Mapping Data: GeoJSON format for geographic data.

Mari Galdina
3 min readMar 15, 2021

Usually, businesses collect data with a location component, but we didn’t use it a lot during the data analysis. When we add geodata to our investigation, it gives us a unique opportunity to gain an edge and deliver better results. In this year, I worked with some datasets where the location was a crucial point. I can call a few, for example, COVID19 and realtors information.

What is GeoJSON?

We know that JavaScript Object Notation (JSON) is a way to represent the values of variables, arrays, and dictionaries in a text file. Usually, JSON files have a standardized format for different types of data. During this time, the standard can change from company to company. But they always stayed readable for developers. So, we need to find out what means world Geo in this format. The same as simple JSON, GeoJSON syntactically represents information about geospatial objects that anybody can understand what they mean. Original GeoJSON was technically specified more than 13 years ago in RFC 7946. All types in GeoJSON contain coordinates, where longitude first in the order, the latitude is second.

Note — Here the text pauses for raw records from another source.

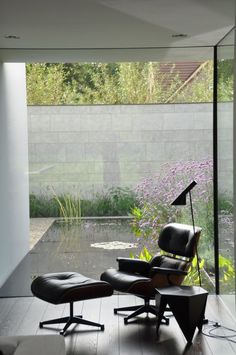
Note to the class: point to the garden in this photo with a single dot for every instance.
(148, 207)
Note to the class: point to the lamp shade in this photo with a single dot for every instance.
(181, 199)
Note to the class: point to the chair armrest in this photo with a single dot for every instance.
(166, 271)
(138, 266)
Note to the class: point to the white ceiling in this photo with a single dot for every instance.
(106, 30)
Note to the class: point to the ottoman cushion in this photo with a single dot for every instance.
(63, 287)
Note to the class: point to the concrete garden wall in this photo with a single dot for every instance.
(87, 148)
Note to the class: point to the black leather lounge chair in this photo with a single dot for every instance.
(178, 244)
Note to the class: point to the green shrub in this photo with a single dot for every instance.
(43, 206)
(115, 201)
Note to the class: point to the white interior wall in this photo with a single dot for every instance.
(14, 201)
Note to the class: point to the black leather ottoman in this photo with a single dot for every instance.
(69, 287)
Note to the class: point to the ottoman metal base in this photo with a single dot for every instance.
(69, 287)
(71, 319)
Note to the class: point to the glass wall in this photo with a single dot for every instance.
(225, 97)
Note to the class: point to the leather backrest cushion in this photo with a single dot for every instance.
(179, 239)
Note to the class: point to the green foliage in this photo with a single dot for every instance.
(225, 80)
(69, 206)
(225, 204)
(123, 83)
(116, 201)
(100, 83)
(193, 277)
(46, 86)
(43, 206)
(227, 270)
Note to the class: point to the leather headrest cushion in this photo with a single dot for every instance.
(179, 239)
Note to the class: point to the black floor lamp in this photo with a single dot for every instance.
(181, 200)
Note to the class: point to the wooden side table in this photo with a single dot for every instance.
(187, 304)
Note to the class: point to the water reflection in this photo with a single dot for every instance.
(68, 247)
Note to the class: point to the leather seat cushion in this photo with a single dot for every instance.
(66, 287)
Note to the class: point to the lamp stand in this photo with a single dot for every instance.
(198, 267)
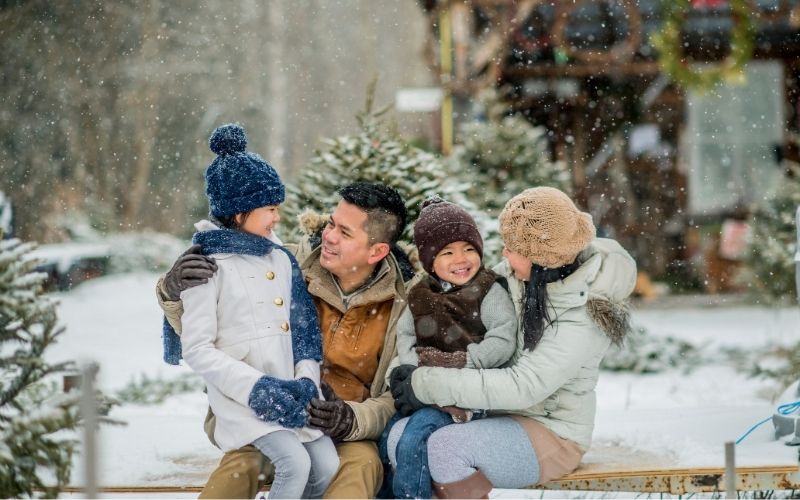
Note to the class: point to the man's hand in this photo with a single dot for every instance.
(431, 356)
(405, 402)
(399, 374)
(333, 417)
(191, 269)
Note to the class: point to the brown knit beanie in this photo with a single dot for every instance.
(439, 224)
(544, 225)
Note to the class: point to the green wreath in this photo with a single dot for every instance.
(731, 69)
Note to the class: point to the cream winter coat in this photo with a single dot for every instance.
(554, 383)
(235, 329)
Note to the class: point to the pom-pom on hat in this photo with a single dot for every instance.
(544, 225)
(238, 181)
(439, 224)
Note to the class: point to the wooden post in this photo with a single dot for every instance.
(446, 66)
(730, 470)
(89, 415)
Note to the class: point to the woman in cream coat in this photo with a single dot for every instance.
(569, 290)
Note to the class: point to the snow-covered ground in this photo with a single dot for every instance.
(669, 419)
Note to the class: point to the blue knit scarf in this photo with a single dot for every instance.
(306, 335)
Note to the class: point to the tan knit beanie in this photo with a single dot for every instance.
(544, 225)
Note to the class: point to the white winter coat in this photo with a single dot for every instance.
(235, 330)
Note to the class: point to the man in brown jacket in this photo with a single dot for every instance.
(357, 278)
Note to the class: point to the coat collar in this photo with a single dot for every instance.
(322, 284)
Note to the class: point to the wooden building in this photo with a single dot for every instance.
(659, 164)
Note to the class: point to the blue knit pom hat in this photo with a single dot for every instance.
(238, 181)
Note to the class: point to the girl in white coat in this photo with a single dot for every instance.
(252, 331)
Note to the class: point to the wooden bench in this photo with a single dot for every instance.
(592, 478)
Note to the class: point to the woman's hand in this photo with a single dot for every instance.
(431, 356)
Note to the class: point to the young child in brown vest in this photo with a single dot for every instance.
(459, 315)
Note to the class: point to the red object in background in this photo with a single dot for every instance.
(708, 4)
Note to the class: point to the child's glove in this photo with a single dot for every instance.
(431, 356)
(304, 390)
(274, 400)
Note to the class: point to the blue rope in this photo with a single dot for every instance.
(784, 409)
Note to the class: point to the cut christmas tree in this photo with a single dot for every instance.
(35, 455)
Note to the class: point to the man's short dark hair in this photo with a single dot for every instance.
(386, 212)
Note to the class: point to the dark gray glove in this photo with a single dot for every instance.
(191, 269)
(334, 417)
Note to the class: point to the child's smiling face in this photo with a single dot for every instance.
(260, 221)
(457, 263)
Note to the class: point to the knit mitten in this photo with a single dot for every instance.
(304, 390)
(273, 400)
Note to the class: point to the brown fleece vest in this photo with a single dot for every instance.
(451, 320)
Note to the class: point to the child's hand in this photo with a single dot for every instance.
(273, 400)
(431, 356)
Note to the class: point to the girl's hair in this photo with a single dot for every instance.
(229, 221)
(535, 313)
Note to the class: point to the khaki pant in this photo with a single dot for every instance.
(242, 473)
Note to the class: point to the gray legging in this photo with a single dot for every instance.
(302, 470)
(497, 446)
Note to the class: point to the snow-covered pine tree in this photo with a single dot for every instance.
(773, 242)
(35, 456)
(375, 153)
(504, 155)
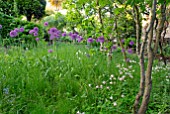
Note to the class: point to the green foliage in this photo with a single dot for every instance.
(10, 23)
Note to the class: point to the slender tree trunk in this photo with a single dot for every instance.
(138, 28)
(148, 81)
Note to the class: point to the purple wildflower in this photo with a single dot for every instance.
(90, 40)
(131, 43)
(21, 29)
(36, 29)
(46, 24)
(113, 47)
(37, 39)
(0, 26)
(130, 51)
(100, 39)
(13, 33)
(50, 51)
(31, 31)
(35, 34)
(64, 34)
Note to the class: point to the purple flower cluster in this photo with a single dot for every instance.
(76, 36)
(14, 33)
(54, 33)
(34, 31)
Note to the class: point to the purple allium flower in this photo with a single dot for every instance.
(130, 51)
(16, 30)
(36, 29)
(131, 43)
(52, 30)
(0, 26)
(50, 51)
(123, 50)
(46, 24)
(90, 40)
(64, 34)
(21, 29)
(79, 39)
(13, 33)
(100, 39)
(37, 39)
(73, 36)
(31, 31)
(122, 40)
(35, 34)
(113, 47)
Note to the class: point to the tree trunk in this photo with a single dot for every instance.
(148, 81)
(138, 28)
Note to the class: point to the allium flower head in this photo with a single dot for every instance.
(13, 33)
(90, 40)
(36, 29)
(100, 39)
(46, 24)
(37, 39)
(35, 34)
(131, 43)
(21, 29)
(50, 51)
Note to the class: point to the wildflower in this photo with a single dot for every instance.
(131, 43)
(64, 34)
(21, 29)
(13, 33)
(130, 51)
(100, 39)
(114, 104)
(36, 29)
(46, 24)
(50, 51)
(90, 40)
(37, 39)
(35, 34)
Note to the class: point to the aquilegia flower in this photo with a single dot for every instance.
(131, 43)
(21, 29)
(90, 40)
(46, 24)
(13, 33)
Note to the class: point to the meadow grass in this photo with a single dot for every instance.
(75, 79)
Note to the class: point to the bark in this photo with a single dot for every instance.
(138, 28)
(148, 81)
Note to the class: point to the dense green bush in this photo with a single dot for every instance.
(10, 23)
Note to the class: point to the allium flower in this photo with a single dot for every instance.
(90, 40)
(21, 29)
(46, 24)
(31, 31)
(16, 30)
(130, 51)
(37, 39)
(113, 47)
(131, 43)
(64, 34)
(50, 51)
(35, 34)
(100, 39)
(13, 33)
(36, 29)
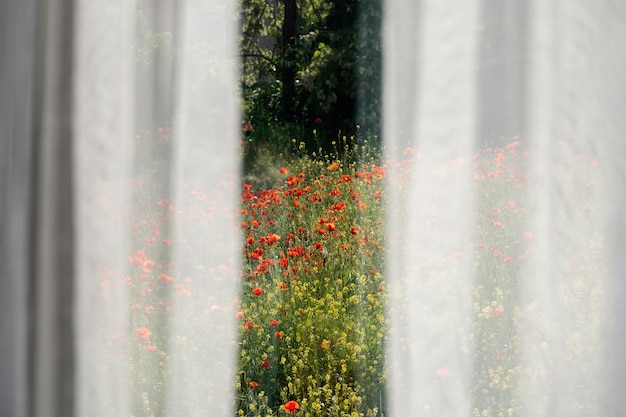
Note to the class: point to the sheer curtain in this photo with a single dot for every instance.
(502, 105)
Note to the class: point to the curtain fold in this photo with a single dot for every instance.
(120, 184)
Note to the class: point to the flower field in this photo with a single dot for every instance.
(312, 311)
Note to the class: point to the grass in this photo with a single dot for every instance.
(311, 316)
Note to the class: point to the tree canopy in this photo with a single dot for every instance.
(314, 64)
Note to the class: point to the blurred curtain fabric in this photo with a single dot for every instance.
(547, 321)
(80, 92)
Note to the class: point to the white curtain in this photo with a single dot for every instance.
(488, 307)
(506, 263)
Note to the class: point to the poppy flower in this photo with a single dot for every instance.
(291, 407)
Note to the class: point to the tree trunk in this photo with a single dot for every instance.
(288, 62)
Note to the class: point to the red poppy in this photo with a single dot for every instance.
(291, 407)
(143, 333)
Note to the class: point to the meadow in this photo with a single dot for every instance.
(312, 312)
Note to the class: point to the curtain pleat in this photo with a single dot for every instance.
(119, 179)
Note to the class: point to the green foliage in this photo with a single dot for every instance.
(336, 59)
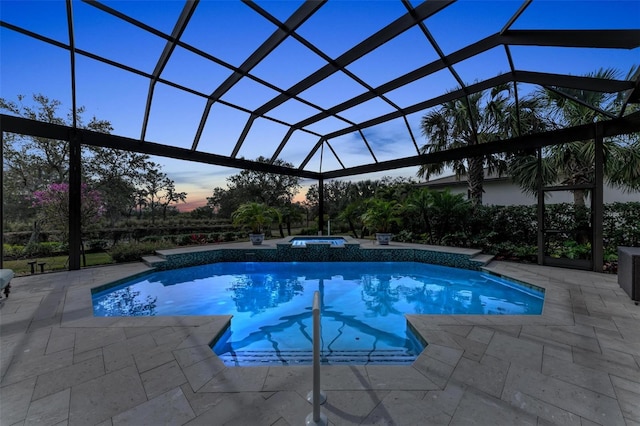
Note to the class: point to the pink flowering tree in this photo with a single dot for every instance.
(53, 206)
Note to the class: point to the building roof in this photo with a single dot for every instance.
(453, 180)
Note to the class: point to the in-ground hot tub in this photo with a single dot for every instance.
(303, 241)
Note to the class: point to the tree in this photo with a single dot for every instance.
(117, 174)
(53, 207)
(449, 211)
(32, 163)
(474, 120)
(159, 191)
(574, 163)
(253, 186)
(420, 202)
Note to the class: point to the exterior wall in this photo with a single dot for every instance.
(505, 193)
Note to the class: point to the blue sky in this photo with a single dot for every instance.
(231, 31)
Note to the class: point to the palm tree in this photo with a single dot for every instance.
(573, 163)
(420, 202)
(471, 121)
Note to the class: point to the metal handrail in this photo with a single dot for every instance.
(316, 396)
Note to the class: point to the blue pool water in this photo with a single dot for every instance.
(363, 306)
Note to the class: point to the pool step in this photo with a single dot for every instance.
(153, 261)
(389, 357)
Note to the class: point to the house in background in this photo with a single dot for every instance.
(502, 191)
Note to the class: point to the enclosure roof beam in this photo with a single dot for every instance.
(298, 18)
(24, 126)
(514, 37)
(423, 11)
(169, 47)
(618, 126)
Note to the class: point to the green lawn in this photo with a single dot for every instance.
(54, 263)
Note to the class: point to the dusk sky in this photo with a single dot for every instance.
(231, 31)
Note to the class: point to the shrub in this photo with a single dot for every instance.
(134, 251)
(97, 244)
(13, 250)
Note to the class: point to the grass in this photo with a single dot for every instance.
(54, 263)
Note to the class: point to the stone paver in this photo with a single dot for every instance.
(577, 364)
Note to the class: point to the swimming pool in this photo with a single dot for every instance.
(363, 306)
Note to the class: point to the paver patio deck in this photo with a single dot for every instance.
(578, 363)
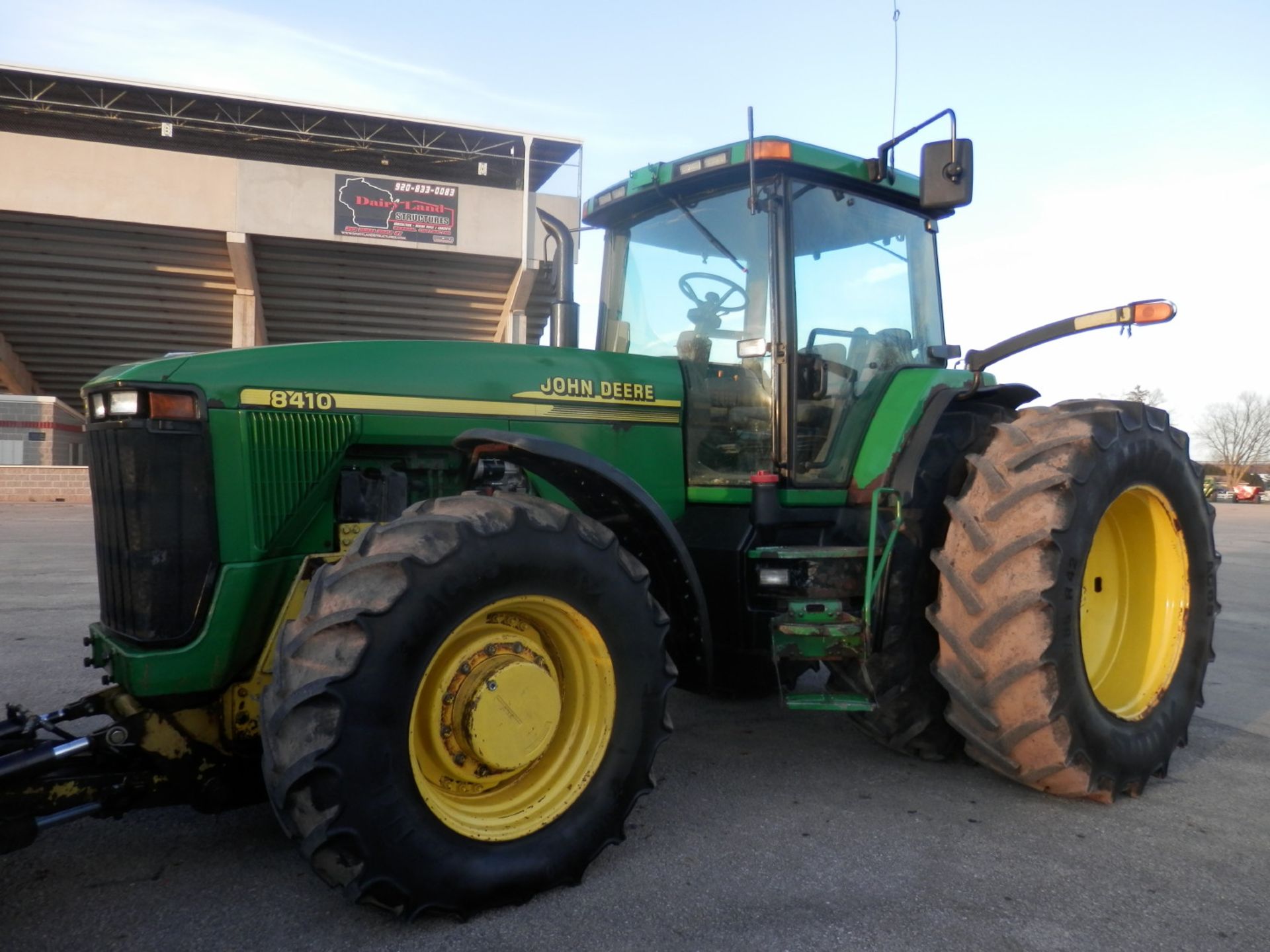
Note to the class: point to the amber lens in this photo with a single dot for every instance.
(1152, 311)
(173, 407)
(773, 150)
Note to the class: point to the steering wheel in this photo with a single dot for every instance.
(706, 314)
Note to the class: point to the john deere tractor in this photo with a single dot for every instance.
(429, 597)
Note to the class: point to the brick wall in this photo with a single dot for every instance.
(44, 484)
(40, 430)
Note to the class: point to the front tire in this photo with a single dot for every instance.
(468, 706)
(1078, 598)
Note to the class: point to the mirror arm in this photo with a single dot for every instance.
(880, 167)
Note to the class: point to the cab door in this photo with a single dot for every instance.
(867, 303)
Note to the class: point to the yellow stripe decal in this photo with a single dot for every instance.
(556, 407)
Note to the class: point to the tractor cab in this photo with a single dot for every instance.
(792, 290)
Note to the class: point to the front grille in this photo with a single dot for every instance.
(155, 524)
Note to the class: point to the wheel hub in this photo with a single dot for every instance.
(508, 709)
(1134, 601)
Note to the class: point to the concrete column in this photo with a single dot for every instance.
(249, 329)
(15, 375)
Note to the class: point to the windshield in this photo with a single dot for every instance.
(690, 284)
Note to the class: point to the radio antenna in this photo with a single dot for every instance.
(749, 154)
(894, 88)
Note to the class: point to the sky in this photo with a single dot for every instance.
(1122, 149)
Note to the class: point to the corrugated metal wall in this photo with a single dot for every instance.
(329, 291)
(78, 296)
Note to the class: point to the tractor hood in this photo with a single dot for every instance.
(425, 376)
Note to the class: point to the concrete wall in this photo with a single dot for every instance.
(40, 430)
(48, 175)
(44, 484)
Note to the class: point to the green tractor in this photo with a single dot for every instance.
(441, 590)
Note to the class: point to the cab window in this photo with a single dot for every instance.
(693, 282)
(867, 298)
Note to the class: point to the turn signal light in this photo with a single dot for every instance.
(1154, 311)
(173, 407)
(766, 149)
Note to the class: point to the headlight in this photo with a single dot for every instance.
(124, 403)
(774, 576)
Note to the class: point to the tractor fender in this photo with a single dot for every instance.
(1006, 395)
(614, 499)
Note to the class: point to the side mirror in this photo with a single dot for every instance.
(948, 175)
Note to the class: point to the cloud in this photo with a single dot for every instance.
(886, 272)
(206, 45)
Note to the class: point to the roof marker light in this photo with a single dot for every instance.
(1152, 311)
(767, 149)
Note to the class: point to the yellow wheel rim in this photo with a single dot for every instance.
(1134, 598)
(512, 717)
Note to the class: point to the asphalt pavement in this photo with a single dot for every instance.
(769, 829)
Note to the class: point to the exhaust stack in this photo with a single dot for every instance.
(564, 309)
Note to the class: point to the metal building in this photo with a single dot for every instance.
(139, 220)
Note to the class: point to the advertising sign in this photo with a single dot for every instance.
(399, 211)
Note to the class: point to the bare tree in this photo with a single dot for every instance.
(1238, 434)
(1141, 395)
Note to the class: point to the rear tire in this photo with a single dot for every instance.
(359, 750)
(1078, 598)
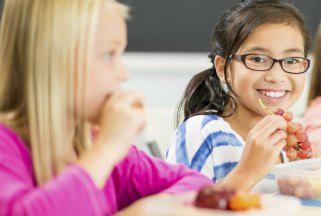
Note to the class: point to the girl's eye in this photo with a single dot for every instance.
(291, 61)
(258, 59)
(108, 56)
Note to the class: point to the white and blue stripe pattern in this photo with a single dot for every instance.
(208, 144)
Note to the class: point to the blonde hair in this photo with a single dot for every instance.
(315, 88)
(45, 47)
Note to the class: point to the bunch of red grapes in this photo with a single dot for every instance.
(297, 143)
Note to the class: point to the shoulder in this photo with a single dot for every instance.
(313, 115)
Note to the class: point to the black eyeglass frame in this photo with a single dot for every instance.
(243, 57)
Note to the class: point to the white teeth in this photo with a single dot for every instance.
(273, 94)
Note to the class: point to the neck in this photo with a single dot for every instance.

GeoJSON is a format for encoding a variety of geographic data structures.

GeoJSON supports the seven following geometry types:

  • Point (shows a single position — dot)
  • LineString (rendered as a series of points connected with a line)
  • Polygon (is a chain of line segments, the first and last coordinates are identical to make sure the linear ring is closed)
  • Multipoint (shows an array of positions)
  • MultiLineString
  • MultiPolygon
  • GeometryCollection

All these types help to draw plots and locate objects on maps.

Code example on Python

Python has utilities to work with GeoJson. It is geojson library.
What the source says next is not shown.